Since I last posted a week ago, I haven’t done a goddamned thing. This election is driving me crazy.

Well, I have done one thing — new poetry from Joel Phipps, our songwriting, guitar-playing, kilt-wearing bard in southwestern Ohio.

But other than getting that new poetry formatted and posted for today, I’ve spent the past week glued to TV and Internet polls, watching the latest predictions from Pennsylvania, Florida, Virginia, Ohio, even North Carolina and Indiana, from early morning until late at night.

Because I can’t spend another four years like I’ve spent the last eight.

After long days of poll-tending and short nights of fitful sleep, I’m up early to check on the stock market futures. Because they make a difference, too. That’s right. The worse the economy, the better for Democrats. And so I shamefully admit that I hope the stock market stays in the tank — but just for two more days.

I worried about the World Series because Wednesday night’s broadcast of Game 6 would have to be delayed eight minutes by Barack Obama’s half-hour political ad on that network. Would that cost him the votes of some baseball fans? To avoid that, I wanted the series to end at Game 5, long before Wednesday night, no matter who won, Philadelphia or Tampa Bay. And so I was rooting for the Phillies, who were ahead 3-1 in games, when Game 5 began. Turns out, it was delayed two nights by rain and ended up on Wednesday night, anyway.

I mean, these are the things that have possessed me this week. Really, I was supposed to be calling area nursing homes and senior residences to set up the first of three weekday singalongs I’d like to lead as a volunteer each week. I got the phone numbers written down in a notebook. That’s it. And I’m supposed to be practicing the guitar that’s sitting beside this computer. Still sitting there.

Because the polls, the polls are calling.

The George W. Bush years have been worse than even the Richard Nixon years. At least Nixon managed some foreign policy successes with China and the Soviet Union before his creepy domestic activities caught up with him. I liked the elder Bush, George H.W., who I thought was a capable, honorable man. But Junior — lazy, incurious and, frankly, just plain snotty — has made me and a lot of other Americans ashamed of our country.

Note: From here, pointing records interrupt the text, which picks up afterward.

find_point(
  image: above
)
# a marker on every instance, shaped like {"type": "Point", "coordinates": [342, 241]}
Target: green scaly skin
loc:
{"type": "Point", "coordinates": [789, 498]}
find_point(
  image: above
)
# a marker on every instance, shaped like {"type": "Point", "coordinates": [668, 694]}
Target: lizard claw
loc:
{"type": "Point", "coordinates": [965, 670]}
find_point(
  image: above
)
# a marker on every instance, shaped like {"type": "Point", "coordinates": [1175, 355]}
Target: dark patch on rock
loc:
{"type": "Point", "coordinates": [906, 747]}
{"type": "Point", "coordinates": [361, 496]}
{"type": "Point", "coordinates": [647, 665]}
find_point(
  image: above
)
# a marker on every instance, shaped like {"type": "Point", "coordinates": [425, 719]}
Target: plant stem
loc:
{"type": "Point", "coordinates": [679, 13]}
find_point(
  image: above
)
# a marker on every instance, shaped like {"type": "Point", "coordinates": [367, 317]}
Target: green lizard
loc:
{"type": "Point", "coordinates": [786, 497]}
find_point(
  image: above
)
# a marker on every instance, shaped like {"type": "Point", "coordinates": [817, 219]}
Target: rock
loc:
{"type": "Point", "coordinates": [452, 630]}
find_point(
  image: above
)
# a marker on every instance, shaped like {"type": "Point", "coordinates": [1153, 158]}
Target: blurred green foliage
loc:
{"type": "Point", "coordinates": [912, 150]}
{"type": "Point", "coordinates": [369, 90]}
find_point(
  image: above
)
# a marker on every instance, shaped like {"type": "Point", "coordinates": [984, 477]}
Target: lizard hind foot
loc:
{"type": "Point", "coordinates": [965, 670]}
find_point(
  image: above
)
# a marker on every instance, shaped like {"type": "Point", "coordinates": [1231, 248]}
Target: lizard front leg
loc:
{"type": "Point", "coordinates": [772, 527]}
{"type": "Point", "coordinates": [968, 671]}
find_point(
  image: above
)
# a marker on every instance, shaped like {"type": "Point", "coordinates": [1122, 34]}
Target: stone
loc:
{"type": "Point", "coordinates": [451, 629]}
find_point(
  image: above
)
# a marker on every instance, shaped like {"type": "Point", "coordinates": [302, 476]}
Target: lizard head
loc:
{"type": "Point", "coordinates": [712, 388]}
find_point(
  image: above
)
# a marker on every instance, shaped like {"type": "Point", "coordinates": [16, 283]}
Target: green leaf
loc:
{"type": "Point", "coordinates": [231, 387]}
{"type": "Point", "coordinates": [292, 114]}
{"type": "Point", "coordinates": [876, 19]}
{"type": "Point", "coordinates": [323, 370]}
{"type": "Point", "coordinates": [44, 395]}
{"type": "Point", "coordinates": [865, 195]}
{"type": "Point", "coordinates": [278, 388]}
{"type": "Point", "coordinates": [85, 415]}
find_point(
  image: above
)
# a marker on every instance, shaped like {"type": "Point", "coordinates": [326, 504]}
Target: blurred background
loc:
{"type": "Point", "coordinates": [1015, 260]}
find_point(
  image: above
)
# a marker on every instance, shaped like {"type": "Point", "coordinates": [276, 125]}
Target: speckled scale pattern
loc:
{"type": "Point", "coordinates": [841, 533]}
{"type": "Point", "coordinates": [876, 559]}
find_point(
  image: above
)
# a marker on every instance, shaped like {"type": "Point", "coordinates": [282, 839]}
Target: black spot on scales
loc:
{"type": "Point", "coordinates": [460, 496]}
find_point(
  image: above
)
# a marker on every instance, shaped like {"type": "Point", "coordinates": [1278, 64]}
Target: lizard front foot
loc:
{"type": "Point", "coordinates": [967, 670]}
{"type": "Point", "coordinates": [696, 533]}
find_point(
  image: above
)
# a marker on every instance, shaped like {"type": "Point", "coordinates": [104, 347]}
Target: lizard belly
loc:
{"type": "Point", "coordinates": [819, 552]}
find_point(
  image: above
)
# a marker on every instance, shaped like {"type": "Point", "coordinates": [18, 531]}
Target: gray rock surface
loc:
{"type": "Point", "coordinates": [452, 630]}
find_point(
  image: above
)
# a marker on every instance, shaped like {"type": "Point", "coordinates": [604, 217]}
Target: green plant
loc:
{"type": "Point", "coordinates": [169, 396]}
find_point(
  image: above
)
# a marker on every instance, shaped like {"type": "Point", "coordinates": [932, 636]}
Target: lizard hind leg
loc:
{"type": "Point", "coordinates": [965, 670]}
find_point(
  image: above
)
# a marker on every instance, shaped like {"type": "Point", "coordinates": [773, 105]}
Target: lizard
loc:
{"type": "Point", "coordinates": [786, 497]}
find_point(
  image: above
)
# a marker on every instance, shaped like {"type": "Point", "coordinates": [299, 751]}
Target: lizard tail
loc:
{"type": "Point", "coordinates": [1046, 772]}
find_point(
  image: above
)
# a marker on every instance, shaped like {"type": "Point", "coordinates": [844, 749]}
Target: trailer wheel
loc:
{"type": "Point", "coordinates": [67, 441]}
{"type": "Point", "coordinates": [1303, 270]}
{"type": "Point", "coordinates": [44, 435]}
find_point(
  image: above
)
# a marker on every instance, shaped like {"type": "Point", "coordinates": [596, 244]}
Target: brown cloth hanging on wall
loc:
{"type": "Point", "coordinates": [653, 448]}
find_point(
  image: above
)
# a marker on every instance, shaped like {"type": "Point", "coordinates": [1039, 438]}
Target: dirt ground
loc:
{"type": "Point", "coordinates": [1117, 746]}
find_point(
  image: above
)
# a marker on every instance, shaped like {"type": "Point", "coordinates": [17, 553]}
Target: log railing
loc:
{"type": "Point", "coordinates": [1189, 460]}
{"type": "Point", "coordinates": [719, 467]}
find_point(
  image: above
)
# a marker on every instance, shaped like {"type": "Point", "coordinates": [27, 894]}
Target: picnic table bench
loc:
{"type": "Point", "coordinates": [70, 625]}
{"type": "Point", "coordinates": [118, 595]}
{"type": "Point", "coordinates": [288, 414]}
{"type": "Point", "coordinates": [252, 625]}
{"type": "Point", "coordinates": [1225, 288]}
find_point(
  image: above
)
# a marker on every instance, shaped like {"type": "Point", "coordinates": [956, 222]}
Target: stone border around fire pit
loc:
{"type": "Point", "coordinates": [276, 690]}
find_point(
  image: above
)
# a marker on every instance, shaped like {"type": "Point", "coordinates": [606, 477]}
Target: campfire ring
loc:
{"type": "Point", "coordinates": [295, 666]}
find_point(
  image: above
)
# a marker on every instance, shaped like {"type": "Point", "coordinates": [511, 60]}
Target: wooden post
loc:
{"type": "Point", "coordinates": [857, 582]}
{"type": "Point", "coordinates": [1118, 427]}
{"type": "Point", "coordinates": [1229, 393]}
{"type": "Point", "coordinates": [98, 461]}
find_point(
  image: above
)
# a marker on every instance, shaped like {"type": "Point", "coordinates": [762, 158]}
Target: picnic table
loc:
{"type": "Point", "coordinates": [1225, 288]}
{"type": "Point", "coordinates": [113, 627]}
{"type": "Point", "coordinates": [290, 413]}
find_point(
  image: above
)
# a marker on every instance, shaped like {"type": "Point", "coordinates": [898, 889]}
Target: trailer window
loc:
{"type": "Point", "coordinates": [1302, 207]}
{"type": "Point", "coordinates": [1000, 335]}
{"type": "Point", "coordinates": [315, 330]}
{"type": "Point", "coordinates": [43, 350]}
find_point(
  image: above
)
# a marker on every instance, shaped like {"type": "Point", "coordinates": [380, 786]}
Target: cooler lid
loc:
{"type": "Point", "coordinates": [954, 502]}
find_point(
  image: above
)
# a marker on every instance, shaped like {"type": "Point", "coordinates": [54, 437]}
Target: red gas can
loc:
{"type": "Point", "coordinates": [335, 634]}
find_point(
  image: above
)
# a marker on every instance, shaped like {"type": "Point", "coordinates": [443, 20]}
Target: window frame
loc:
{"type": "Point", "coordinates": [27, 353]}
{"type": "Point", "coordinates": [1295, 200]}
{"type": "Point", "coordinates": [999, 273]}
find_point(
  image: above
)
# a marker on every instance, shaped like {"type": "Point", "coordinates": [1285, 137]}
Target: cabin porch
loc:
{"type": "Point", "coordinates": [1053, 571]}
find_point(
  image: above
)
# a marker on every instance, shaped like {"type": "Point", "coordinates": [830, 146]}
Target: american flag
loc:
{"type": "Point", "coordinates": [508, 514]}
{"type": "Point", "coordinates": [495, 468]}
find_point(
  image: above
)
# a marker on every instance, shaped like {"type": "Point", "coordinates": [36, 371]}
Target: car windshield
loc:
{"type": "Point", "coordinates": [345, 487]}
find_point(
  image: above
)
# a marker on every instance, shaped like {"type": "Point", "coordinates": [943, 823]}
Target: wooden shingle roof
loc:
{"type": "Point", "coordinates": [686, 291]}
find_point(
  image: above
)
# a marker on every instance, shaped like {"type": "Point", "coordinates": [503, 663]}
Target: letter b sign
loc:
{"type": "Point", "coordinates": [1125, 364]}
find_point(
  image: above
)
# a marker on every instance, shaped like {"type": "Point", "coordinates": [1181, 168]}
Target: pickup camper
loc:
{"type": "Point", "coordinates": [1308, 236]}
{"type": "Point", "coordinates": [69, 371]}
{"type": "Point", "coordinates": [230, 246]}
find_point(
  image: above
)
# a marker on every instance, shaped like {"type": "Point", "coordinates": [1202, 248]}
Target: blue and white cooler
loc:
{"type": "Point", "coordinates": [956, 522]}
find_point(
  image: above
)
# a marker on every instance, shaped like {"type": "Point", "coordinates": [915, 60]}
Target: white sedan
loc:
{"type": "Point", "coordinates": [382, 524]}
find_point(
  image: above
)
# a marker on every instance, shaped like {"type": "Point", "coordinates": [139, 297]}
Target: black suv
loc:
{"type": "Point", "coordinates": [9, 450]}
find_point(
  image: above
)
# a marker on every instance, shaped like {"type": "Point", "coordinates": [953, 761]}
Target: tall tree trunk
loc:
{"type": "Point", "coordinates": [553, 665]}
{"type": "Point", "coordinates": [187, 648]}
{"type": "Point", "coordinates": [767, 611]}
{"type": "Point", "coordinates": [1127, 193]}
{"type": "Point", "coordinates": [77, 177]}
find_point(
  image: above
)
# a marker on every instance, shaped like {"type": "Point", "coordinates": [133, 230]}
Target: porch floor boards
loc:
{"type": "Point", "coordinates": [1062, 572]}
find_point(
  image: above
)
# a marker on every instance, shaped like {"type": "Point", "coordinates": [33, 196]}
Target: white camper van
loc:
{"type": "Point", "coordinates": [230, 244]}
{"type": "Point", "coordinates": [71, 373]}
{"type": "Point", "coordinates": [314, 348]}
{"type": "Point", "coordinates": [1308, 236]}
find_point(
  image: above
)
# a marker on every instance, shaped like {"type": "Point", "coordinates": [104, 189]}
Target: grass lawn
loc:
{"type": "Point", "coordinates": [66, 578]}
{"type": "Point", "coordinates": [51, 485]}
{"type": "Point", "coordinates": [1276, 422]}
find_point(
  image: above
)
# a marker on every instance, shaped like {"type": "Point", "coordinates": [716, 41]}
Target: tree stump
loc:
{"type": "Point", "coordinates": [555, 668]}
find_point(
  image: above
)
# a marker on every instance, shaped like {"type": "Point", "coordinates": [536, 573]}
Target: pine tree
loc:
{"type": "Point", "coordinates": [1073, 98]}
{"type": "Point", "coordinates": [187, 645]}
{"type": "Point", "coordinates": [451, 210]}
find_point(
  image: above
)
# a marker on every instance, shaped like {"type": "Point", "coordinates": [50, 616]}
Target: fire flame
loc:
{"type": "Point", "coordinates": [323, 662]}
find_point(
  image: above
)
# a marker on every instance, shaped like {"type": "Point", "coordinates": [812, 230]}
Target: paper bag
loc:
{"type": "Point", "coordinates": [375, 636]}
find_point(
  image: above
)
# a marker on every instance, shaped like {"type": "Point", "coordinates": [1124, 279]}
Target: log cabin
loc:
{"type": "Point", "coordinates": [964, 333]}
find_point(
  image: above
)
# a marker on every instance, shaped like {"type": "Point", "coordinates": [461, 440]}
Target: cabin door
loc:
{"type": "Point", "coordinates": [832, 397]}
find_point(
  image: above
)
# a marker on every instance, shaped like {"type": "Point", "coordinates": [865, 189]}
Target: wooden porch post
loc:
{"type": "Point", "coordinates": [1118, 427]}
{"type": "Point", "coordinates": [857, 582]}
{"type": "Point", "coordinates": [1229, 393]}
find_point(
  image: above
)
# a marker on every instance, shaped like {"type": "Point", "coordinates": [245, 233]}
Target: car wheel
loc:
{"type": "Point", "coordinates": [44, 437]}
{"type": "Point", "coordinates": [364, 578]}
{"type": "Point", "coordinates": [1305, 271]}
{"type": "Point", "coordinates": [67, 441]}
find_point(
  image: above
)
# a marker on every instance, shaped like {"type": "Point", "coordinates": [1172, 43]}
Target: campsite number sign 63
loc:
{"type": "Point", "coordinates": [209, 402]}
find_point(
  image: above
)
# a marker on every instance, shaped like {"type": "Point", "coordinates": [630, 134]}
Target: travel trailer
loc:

I’m not much more impressed with the latest Republican ticket, not so much because of John McCain, whom I consider an American hero but, unfortunately, way out of date. I was in the Army during the Vietnam War — I served in the Middle East, which had its own dangers even then, but certainly not like Vietnam — and I think it’s time we get over that war. Hell, I think it’s time we get over the Civil War.

But Sarah Palin. Jesus. Some people thought TV anchorman Charles Gibson was unfair to ask her about the Bush Doctrine. Granted, I may be the only one on my block who understood what he was talking about, but someone who seeks to be our backup president should know he was talking about the U.S. waging preemptive war. And anyone seeking to be vice president should know the constitutional duties of the office, which do not include “running the Senate.”

By the way, when she promised special needs families she’d be their “advocate in the White House,” I wonder what she was thinking. I know, the vice president has an office in the White House, but I wonder if she was under the impression she’d be living there, too. I wonder if she knows the vice president lives at the Naval Observatory.

Choosing her as his running mate was not the act of a steady statesman but that of a risky pilot. And I don’t want to be in his plane.

So let’s vote, already. Let’s get it over. I can’t take this much longer.

This week’s new offerings in Poetry:

• Four poems by Joel Phipps — ‘The Convenience Store,’ ‘Public Service Announcement,’ ‘Writersville, U.S.A.’ and ‘December Rains.’

– Sid Leavitt

p.s. You know, for a guy who’s supposed to be taking a break from blogging, I still seem to be blogging. Go figure.